Link to the previous post: https://statinfer.com/204-3-9-the-problem-of-overfitting-the-decision-tree
Pruning
- Growing the tree beyond a certain level of complexity leads to overfitting.
- In our data, age doesn’t have any impact on the target variable.
- Growing the tree beyond Gender is not going to add any value. Need to cut it at Gender.
- This process of trimming trees is called Pruning.
Pruning to Avoid Overfitting
- Pruning helps us to avoid overfitting
- Generally it is preferred to have a simple model, it avoids overfitting issue
- Any additional split that does not add significant value is not worth while.

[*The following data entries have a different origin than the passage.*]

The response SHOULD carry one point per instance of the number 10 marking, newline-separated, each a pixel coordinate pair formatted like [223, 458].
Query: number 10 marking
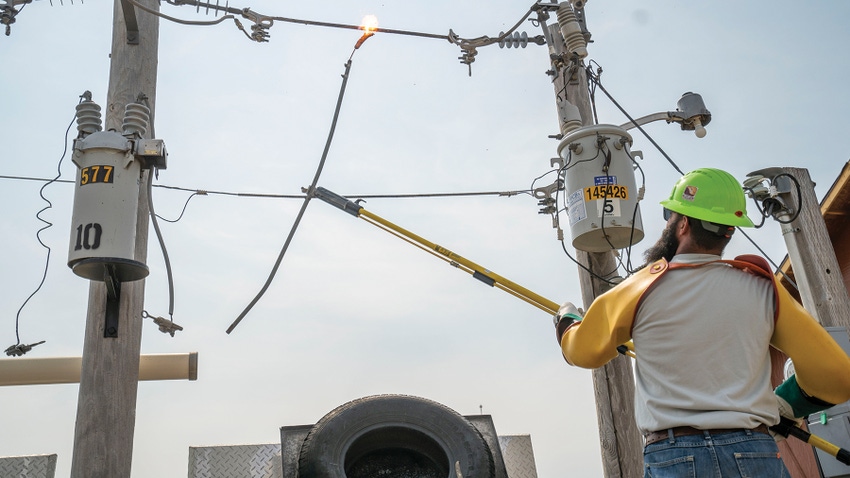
[84, 239]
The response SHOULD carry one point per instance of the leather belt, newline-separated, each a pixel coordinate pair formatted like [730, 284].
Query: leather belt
[654, 437]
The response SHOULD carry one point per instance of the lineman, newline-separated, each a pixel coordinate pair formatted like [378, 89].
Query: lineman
[701, 329]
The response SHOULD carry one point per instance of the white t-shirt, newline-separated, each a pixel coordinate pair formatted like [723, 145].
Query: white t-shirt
[703, 334]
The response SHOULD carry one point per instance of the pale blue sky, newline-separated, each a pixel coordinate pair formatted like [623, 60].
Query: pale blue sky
[354, 311]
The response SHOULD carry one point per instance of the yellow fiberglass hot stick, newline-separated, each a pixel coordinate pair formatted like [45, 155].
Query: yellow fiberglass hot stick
[484, 275]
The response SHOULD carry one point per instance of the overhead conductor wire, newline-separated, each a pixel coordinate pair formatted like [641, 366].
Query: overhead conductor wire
[595, 80]
[309, 191]
[17, 347]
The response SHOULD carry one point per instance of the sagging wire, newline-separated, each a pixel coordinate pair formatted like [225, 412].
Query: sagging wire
[185, 205]
[20, 349]
[595, 79]
[309, 192]
[262, 24]
[209, 192]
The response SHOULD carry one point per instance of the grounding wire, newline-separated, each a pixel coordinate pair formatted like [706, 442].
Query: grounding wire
[594, 79]
[309, 195]
[47, 225]
[162, 246]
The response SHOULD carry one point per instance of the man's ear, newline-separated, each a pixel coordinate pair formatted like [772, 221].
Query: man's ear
[683, 226]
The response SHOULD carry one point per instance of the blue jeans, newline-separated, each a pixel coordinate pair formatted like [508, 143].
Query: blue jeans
[744, 454]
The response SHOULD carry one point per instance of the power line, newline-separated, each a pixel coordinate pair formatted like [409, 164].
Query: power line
[210, 192]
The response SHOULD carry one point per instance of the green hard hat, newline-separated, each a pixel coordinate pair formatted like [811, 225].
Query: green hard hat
[711, 195]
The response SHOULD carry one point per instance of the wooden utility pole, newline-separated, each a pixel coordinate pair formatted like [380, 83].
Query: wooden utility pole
[620, 440]
[816, 269]
[106, 408]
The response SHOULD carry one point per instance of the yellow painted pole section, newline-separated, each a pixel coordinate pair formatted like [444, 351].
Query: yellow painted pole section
[55, 370]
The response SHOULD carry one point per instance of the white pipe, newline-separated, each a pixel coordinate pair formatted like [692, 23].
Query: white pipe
[53, 370]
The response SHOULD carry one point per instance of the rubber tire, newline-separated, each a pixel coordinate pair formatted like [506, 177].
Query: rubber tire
[415, 425]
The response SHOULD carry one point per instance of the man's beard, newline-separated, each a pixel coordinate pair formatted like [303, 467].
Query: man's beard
[664, 248]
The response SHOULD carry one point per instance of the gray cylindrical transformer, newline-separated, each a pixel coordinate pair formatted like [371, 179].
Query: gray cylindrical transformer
[106, 199]
[602, 199]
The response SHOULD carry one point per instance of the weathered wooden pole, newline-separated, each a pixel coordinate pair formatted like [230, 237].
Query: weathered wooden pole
[620, 440]
[106, 408]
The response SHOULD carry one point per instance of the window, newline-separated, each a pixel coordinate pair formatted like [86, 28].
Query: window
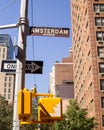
[100, 36]
[9, 90]
[98, 8]
[101, 67]
[5, 78]
[3, 49]
[9, 84]
[5, 84]
[8, 96]
[5, 96]
[102, 84]
[4, 90]
[103, 120]
[102, 8]
[9, 78]
[102, 102]
[101, 51]
[99, 21]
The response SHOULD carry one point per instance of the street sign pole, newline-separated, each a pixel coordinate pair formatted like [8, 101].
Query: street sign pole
[20, 70]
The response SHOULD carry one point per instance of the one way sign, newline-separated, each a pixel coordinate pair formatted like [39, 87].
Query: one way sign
[31, 66]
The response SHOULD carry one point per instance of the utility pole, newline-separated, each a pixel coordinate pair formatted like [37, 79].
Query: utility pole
[21, 57]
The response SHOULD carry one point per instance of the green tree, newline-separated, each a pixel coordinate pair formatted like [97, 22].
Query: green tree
[6, 114]
[75, 118]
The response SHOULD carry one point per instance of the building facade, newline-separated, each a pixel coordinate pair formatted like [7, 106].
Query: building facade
[61, 81]
[6, 79]
[88, 56]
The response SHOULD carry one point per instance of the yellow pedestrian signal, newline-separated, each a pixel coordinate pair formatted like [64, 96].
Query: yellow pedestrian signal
[49, 109]
[24, 104]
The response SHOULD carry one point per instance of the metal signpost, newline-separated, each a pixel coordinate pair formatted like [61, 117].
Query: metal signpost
[21, 66]
[49, 31]
[34, 67]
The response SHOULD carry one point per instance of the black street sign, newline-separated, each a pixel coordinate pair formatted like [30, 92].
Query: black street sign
[31, 66]
[49, 31]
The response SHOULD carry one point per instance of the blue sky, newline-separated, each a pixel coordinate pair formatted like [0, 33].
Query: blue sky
[47, 13]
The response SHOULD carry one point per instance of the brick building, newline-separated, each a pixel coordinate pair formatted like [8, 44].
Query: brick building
[88, 56]
[6, 79]
[61, 80]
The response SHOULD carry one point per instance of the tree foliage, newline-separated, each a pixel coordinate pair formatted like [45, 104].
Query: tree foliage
[75, 118]
[6, 114]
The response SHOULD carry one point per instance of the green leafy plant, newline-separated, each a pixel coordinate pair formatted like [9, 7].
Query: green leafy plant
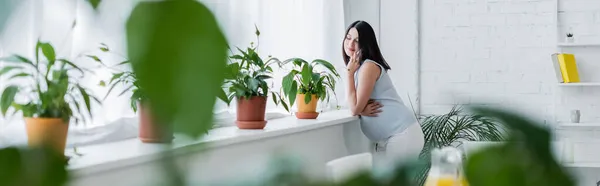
[246, 76]
[119, 76]
[454, 127]
[51, 87]
[305, 79]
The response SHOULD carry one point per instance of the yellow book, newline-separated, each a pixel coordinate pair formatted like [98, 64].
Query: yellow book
[568, 68]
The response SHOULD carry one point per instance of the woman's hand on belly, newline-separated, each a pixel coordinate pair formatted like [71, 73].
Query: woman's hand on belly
[372, 109]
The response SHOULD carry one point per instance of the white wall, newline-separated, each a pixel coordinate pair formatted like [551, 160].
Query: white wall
[498, 53]
[399, 45]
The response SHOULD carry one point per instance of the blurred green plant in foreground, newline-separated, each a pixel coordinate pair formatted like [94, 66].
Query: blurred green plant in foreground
[179, 54]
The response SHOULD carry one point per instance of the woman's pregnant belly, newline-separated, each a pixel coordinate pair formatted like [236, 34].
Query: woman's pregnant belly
[394, 117]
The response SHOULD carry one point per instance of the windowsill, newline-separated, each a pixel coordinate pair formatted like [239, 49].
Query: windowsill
[108, 156]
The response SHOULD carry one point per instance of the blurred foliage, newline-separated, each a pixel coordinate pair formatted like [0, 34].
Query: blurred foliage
[179, 55]
[54, 91]
[32, 167]
[454, 127]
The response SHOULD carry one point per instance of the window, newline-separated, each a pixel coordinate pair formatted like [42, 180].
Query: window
[289, 28]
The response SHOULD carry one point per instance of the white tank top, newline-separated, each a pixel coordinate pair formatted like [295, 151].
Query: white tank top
[395, 116]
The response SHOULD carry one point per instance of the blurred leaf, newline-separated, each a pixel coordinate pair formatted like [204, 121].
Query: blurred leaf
[17, 58]
[32, 167]
[293, 93]
[257, 32]
[104, 47]
[223, 96]
[49, 52]
[307, 98]
[94, 3]
[86, 98]
[23, 74]
[122, 63]
[178, 50]
[525, 160]
[8, 69]
[95, 58]
[71, 64]
[8, 97]
[327, 65]
[115, 77]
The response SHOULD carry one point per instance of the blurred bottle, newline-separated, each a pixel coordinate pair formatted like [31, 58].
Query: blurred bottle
[446, 168]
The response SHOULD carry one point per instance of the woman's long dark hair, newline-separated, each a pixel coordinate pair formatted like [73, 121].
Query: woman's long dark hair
[367, 43]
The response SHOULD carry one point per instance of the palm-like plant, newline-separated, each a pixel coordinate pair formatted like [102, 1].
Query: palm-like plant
[303, 79]
[53, 93]
[454, 127]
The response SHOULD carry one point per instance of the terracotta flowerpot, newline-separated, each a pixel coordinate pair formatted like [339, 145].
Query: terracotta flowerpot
[49, 132]
[150, 130]
[307, 111]
[251, 112]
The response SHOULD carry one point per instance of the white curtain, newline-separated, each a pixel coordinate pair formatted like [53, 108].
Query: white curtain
[309, 29]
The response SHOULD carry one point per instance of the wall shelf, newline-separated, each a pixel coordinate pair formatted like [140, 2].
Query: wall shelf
[579, 44]
[582, 84]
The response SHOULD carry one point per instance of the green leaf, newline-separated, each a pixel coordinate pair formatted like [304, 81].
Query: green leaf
[23, 74]
[286, 83]
[113, 85]
[71, 64]
[293, 93]
[285, 105]
[48, 51]
[306, 75]
[327, 65]
[34, 166]
[95, 58]
[17, 58]
[275, 98]
[94, 3]
[252, 84]
[8, 69]
[115, 77]
[177, 49]
[257, 32]
[86, 98]
[223, 96]
[104, 47]
[127, 89]
[307, 98]
[263, 77]
[8, 97]
[237, 57]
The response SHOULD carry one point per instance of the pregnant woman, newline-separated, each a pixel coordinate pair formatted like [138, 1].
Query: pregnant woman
[384, 119]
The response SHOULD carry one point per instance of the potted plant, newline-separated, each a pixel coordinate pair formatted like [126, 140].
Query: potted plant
[245, 81]
[54, 96]
[151, 130]
[452, 128]
[570, 38]
[305, 85]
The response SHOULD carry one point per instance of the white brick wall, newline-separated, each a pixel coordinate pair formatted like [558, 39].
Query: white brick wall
[497, 52]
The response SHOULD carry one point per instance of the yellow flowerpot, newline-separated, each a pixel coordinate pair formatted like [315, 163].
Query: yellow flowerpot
[306, 111]
[49, 132]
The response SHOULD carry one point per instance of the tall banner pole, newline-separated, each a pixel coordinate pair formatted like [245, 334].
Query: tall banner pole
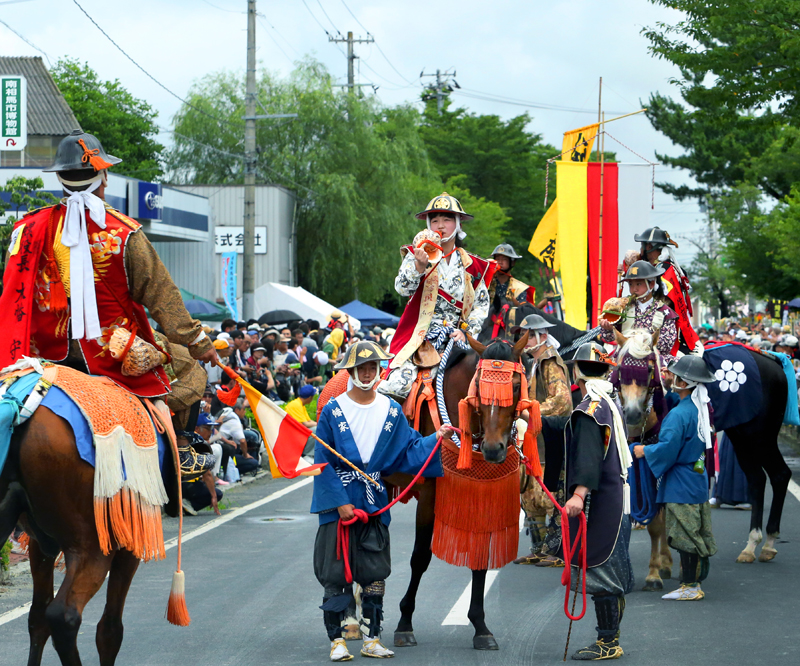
[600, 119]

- We can avoid overfitting by changing the parameters like
- max_leaf_nodes
- min_samples_leaf
- max_depth
- Pruning Parameters
- max_leaf_nodes
- Reduce the number of leaf nodes
- min_samples_leaf
- Restrict the size of sample leaf
- Minimum sample size in terminal nodes can be fixed to 30, 100, 300 or 5% of total
- max_depth
- Reduce the depth of the tree to build a generalized tree
- Set the depth of the tree to 3, 5, 10 depending after verification on test data
- max_leaf_nodes
Code-Tree Pruning
#We will rebuild a new tree by using above data and see how it works by tweeking the parameteres
dtree = tree.DecisionTreeClassifier(criterion = "gini", splitter = 'random', max_leaf_nodes = 10, min_samples_leaf = 5, max_depth= 5)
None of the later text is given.